Closed philipstarkey closed 3 years ago
As an example of the performance improvements, I compiled an old experiment from Monash. Compilation time improved from about 0.37s to 0.27s (27% decrease) as measured by time.time()
statements (excluding imports).
Obviously disabling hg info is a pain, so I recommend testing on top of #72. You should see similar performance increases (ignoring the first compilation that produces the VCS cache, see details in #72).
I did some timing tests with this PR on my machine and some of the results are below (Click the arrows to expand). Interestingly it looks like the time-critical sections of the code are different for us than for the Monash sequence, so this PR doesn't speed up the total compilation time much.
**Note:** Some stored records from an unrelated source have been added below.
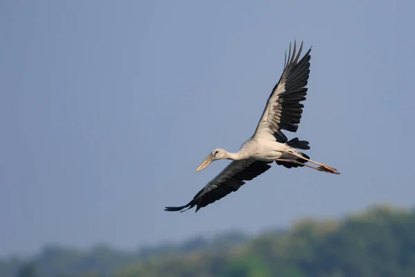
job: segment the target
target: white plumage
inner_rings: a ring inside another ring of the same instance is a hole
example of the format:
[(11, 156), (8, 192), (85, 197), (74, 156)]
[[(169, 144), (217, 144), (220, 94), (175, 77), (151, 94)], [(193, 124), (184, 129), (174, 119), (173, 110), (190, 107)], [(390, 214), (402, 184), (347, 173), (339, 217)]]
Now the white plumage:
[[(245, 181), (252, 180), (270, 167), (275, 161), (286, 168), (306, 166), (320, 171), (340, 174), (335, 168), (317, 163), (297, 150), (310, 149), (308, 142), (294, 138), (288, 141), (281, 129), (295, 132), (298, 128), (304, 105), (300, 102), (306, 100), (308, 89), (306, 87), (310, 73), (310, 52), (311, 48), (299, 60), (302, 50), (302, 42), (296, 55), (296, 42), (294, 42), (293, 54), (290, 44), (288, 60), (286, 52), (284, 68), (279, 81), (274, 87), (255, 132), (241, 146), (237, 153), (231, 153), (218, 148), (202, 162), (196, 171), (208, 167), (218, 159), (232, 161), (216, 177), (202, 188), (187, 204), (178, 207), (166, 207), (165, 211), (187, 211), (196, 206), (201, 208), (214, 202), (232, 191), (237, 190)], [(306, 162), (319, 166), (315, 167)], [(187, 208), (187, 209), (182, 211)]]

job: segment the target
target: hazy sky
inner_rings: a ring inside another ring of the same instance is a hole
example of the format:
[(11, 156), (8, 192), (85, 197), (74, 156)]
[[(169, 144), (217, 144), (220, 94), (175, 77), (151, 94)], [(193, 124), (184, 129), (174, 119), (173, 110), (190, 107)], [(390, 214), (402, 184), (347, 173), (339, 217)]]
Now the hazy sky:
[[(375, 203), (412, 206), (412, 1), (0, 3), (0, 256), (131, 249)], [(296, 134), (342, 172), (276, 165), (183, 205), (253, 133), (294, 39), (313, 46)]]

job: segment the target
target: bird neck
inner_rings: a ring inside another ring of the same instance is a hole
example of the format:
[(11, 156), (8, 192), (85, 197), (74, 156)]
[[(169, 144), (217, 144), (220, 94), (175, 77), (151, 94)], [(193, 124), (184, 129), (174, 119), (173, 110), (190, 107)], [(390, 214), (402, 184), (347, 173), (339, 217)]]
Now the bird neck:
[(243, 157), (242, 157), (242, 155), (241, 154), (241, 153), (239, 153), (239, 152), (237, 153), (232, 153), (232, 152), (227, 152), (227, 157), (226, 159), (230, 159), (230, 160), (233, 160), (233, 161), (238, 161), (238, 160), (241, 160), (243, 159)]

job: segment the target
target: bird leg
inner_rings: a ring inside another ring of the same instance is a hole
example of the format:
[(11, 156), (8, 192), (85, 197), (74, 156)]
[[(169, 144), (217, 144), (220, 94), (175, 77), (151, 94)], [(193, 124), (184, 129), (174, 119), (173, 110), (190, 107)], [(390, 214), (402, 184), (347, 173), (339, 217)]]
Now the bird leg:
[(299, 154), (295, 153), (294, 152), (282, 151), (282, 152), (286, 153), (286, 154), (290, 154), (290, 155), (296, 156), (296, 157), (300, 158), (301, 159), (306, 160), (307, 161), (309, 161), (310, 163), (315, 163), (315, 164), (316, 164), (317, 166), (320, 166), (321, 170), (320, 170), (320, 171), (325, 171), (325, 172), (331, 172), (331, 173), (338, 174), (338, 175), (340, 174), (340, 172), (339, 172), (338, 170), (337, 169), (334, 168), (332, 168), (331, 166), (326, 166), (326, 165), (325, 165), (324, 163), (317, 163), (317, 161), (314, 161), (310, 160), (310, 159), (307, 159), (307, 158), (306, 158), (304, 157), (302, 157)]
[(297, 160), (293, 160), (293, 159), (277, 159), (275, 161), (288, 161), (289, 163), (297, 163), (297, 164), (299, 164), (299, 165), (301, 165), (301, 166), (306, 166), (307, 168), (315, 169), (315, 170), (317, 170), (318, 171), (327, 172), (327, 170), (326, 169), (324, 169), (324, 168), (322, 168), (321, 166), (319, 166), (317, 168), (317, 166), (310, 166), (308, 164), (302, 163), (301, 161), (298, 161)]

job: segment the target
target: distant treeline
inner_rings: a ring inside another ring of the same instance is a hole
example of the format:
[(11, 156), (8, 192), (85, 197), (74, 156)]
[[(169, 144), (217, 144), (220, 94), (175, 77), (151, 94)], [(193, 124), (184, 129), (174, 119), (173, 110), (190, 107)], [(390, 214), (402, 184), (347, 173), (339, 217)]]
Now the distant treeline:
[(0, 276), (414, 277), (415, 211), (375, 206), (256, 238), (230, 233), (131, 253), (46, 247), (30, 261), (0, 262)]

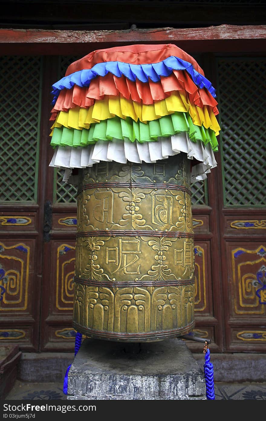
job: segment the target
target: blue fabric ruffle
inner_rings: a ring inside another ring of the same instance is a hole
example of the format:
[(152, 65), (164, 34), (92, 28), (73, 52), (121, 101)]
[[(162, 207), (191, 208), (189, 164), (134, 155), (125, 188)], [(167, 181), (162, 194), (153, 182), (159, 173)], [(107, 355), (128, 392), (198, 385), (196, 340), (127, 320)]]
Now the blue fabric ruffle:
[(152, 64), (131, 64), (122, 61), (107, 61), (97, 63), (91, 69), (75, 72), (62, 77), (53, 85), (53, 90), (51, 93), (54, 96), (52, 103), (53, 105), (55, 103), (62, 89), (70, 89), (74, 85), (89, 86), (95, 77), (105, 76), (109, 72), (118, 77), (124, 75), (132, 82), (137, 78), (141, 82), (146, 83), (149, 77), (153, 82), (159, 82), (161, 76), (169, 76), (173, 70), (186, 70), (191, 76), (195, 85), (200, 88), (206, 88), (213, 98), (216, 97), (215, 89), (210, 81), (197, 72), (191, 63), (170, 56), (162, 61)]

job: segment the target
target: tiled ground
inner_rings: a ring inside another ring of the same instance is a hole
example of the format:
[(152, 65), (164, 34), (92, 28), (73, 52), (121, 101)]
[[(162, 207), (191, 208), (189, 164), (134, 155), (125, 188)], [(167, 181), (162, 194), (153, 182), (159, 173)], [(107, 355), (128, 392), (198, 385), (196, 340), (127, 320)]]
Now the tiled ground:
[[(266, 400), (266, 383), (216, 383), (215, 398), (227, 400)], [(17, 380), (6, 400), (66, 399), (63, 383), (28, 383)]]

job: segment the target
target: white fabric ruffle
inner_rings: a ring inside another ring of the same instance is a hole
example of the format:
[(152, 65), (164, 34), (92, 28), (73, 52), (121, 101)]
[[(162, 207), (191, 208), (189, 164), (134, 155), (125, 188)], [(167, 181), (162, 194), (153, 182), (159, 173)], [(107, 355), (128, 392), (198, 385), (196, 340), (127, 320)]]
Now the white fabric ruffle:
[(141, 163), (142, 161), (154, 163), (169, 156), (183, 152), (188, 159), (194, 158), (200, 163), (194, 165), (191, 180), (204, 180), (217, 163), (209, 143), (205, 146), (202, 142), (192, 142), (187, 133), (174, 135), (170, 137), (158, 138), (157, 142), (132, 143), (129, 140), (113, 138), (112, 141), (98, 141), (94, 145), (83, 147), (57, 147), (49, 164), (50, 167), (63, 168), (63, 181), (74, 184), (71, 177), (72, 168), (92, 167), (100, 161), (114, 161), (123, 164), (127, 161)]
That said, make_timeseries()
did speed up by ~15%, expand_timeseries()
sped up by ~40%, and generate_clock()
sped up by ~25%. Since it seems that these speedups can make a noticeable difference for other users, I think it would be worth merging this PR. I haven't had a chance to look at the edits in detail yet though so I'll do that before merging.
For reference, I did all of these tests using PR #72 as suggested above. The results were measured with time.perf_counter()
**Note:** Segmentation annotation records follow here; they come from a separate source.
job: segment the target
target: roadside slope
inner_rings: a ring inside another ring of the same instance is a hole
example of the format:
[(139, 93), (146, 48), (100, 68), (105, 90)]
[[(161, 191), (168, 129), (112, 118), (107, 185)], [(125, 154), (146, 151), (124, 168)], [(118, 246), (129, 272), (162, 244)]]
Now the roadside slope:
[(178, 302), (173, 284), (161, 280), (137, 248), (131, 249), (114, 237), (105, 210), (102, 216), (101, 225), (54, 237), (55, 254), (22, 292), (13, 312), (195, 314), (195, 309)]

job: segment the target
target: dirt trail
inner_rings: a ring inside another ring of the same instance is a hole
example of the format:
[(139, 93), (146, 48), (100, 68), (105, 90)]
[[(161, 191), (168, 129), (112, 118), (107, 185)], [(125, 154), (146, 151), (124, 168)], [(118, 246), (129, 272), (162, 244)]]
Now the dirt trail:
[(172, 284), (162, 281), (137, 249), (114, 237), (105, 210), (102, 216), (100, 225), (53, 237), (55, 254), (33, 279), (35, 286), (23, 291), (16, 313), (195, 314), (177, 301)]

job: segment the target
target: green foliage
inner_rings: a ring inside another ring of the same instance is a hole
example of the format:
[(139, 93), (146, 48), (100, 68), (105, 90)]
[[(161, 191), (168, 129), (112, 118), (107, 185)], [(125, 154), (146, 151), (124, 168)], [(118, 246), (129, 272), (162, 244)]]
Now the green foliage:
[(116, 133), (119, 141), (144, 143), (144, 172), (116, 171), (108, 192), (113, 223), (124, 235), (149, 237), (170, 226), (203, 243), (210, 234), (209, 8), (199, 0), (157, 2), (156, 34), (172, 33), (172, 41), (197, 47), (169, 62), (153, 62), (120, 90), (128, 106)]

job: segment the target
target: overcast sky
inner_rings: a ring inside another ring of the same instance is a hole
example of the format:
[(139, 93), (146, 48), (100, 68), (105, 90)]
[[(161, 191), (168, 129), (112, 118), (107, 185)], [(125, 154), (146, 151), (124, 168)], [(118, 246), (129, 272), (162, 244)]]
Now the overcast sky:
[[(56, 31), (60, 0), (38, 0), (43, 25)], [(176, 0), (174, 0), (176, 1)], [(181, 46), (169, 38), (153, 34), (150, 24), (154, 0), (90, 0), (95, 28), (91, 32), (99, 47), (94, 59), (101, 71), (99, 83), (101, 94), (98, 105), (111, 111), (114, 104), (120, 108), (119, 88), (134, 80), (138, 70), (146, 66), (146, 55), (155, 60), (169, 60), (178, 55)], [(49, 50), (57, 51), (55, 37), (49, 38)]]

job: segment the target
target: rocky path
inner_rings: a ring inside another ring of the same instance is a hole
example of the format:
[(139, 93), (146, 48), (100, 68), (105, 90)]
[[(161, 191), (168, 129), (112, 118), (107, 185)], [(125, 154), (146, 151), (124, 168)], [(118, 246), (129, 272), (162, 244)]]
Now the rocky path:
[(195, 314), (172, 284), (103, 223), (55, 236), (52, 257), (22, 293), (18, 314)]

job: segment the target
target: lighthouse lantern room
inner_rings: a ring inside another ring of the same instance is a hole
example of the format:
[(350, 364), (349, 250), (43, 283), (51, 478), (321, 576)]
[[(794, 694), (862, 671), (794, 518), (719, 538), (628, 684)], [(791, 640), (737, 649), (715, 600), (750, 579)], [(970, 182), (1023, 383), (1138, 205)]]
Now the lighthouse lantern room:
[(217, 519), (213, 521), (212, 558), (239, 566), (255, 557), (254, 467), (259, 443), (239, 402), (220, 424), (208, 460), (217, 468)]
and printed to console. The functions collect_change_times()
, generate_clock()
, and generate_code()
were each called only once. The functions make_timeseries()
and expand_timeseries()
are each called in their own for
loops, and the total duration of each of those for
loops was printed. Note that some of these functions are called by other functions, so the durations of some are included in the durations of others. The total compilation time was printed from runmanager.batch_compiler.BatchProcessor.compile()
, but the rest of the print()
statements were in labscript.py
.
Note: For my own reference, these are the timings for compiling a 575 ms 11-stage Raman cooling sequence with pre-release ramp/hold.
Just finished going through all the changes in detail and everything looks good! After reading through the code I'm convinced that all of the created arrays have the same data, datatype, and shape as before. As a sanity check, I also spent some time looking at a sequence compiled with/without the changes in this PR. The waveforms were identical everywhere I looked, even when zooming in quite far. In short, it looks to me like this PR increase performance without any changes in behavior, as desired. I think it's ready to be merged.
I've tested this against a very simple compilation on my test rig and have also found that it doesn't really speed up the overall compilation. It doesn't break anything either though, so it is likely fine. If desired, I could test on a more complicated experiment in the lab next week, but I don't think that will be necessary. I'd say go ahead and merge.
Agreed, thanks for taking a look at this
Makes sense that shorter experiments would not see the performance improvements given they mostly related to array length calculation and manipulation.
It's also difficult to compare absolute compilation times since we all have different machines. My tests were done on an i7-8700K CPU (my dev machine at home). That's generally more powerful than laptops or whatever our university IT department would provide. Writing to h5 file may also dominate if the PC doesn't have an SSD. Not sure what you're testing on but it's possible the Monash sequence would take ~1s to compile on your machines vs ~.3s on mine.
Or maybe it's something else.
Does suggest maybe we should create a standardised really complex example script we could all use for benchmarking!
Thanks for testing!
These small changes seem to improve compilation time significantly. Tests (done with saving of hg info disabled) indicate compilation time for a complex experiment is decreased somewhere between 25-33%.